Journal of Southeast Asian Studies
- Discipline: Southeast Asian studies
- Language: English
- Edited by: Maitrii Aung-Thwin

Publication details
- History: 1960-present
- Publisher: Cambridge University Press on behalf of the National University of Singapore
- Frequency: Quarterly

Standard abbreviations
- ISO 4: J. Southeast Asian Stud.

Indexing
- ISSN: 0022-4634

Links
- Journal homepage; Online access; Online archive;

= Journal of Southeast Asian Studies =

The Journal of Southeast Asian Studies is a peer-reviewed academic journal covering scholarly studies on Southeast Asia (Brunei, Cambodia, Indonesia, Laos, Malaysia, Myanmar, the Philippines, East Timor, Singapore, Thailand and Vietnam). It publishes articles from a wide range of disciplines in the humanities and social sciences.
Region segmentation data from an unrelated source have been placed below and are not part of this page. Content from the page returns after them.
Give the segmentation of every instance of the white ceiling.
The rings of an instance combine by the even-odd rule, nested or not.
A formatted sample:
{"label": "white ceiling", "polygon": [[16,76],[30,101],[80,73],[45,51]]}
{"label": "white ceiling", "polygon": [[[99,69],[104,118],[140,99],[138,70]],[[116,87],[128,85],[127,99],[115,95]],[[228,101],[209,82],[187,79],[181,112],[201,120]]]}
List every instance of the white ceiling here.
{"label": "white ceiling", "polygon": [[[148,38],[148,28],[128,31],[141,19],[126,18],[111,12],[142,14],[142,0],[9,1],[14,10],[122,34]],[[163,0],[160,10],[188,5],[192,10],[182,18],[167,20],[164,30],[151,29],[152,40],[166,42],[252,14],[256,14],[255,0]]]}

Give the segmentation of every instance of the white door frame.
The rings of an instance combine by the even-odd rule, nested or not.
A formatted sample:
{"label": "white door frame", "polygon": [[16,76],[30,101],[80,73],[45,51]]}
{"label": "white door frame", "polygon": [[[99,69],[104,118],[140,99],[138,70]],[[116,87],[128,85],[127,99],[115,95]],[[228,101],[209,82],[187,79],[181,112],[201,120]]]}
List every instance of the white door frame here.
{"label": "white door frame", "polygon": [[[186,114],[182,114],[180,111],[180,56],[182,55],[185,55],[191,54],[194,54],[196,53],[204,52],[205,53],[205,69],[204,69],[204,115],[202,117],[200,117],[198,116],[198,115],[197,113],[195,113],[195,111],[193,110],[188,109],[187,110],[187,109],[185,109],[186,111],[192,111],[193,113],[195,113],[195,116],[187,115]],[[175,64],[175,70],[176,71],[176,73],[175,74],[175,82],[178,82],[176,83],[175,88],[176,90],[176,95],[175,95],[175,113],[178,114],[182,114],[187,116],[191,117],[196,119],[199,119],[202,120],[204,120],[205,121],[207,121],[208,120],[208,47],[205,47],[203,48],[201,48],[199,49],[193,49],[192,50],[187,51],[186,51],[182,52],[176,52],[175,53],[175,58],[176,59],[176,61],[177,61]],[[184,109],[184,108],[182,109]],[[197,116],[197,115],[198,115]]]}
The journal's extensive book review section includes works in Southeast Asian languages.

== History ==
The Journal of Southeast Asian History was founded by K. G. Tregonning in 1960 and was renamed Journal of Southeast Asian Studies in 1969.

== Abstracting and indexing ==
The journal is abstracted and indexed in the International Bibliography of Periodical Literature, International Bibliography of Book Reviews of Scholarly Literature, FRANCIS, Arts and Humanities Citation Index and the Social Sciences Citation Index.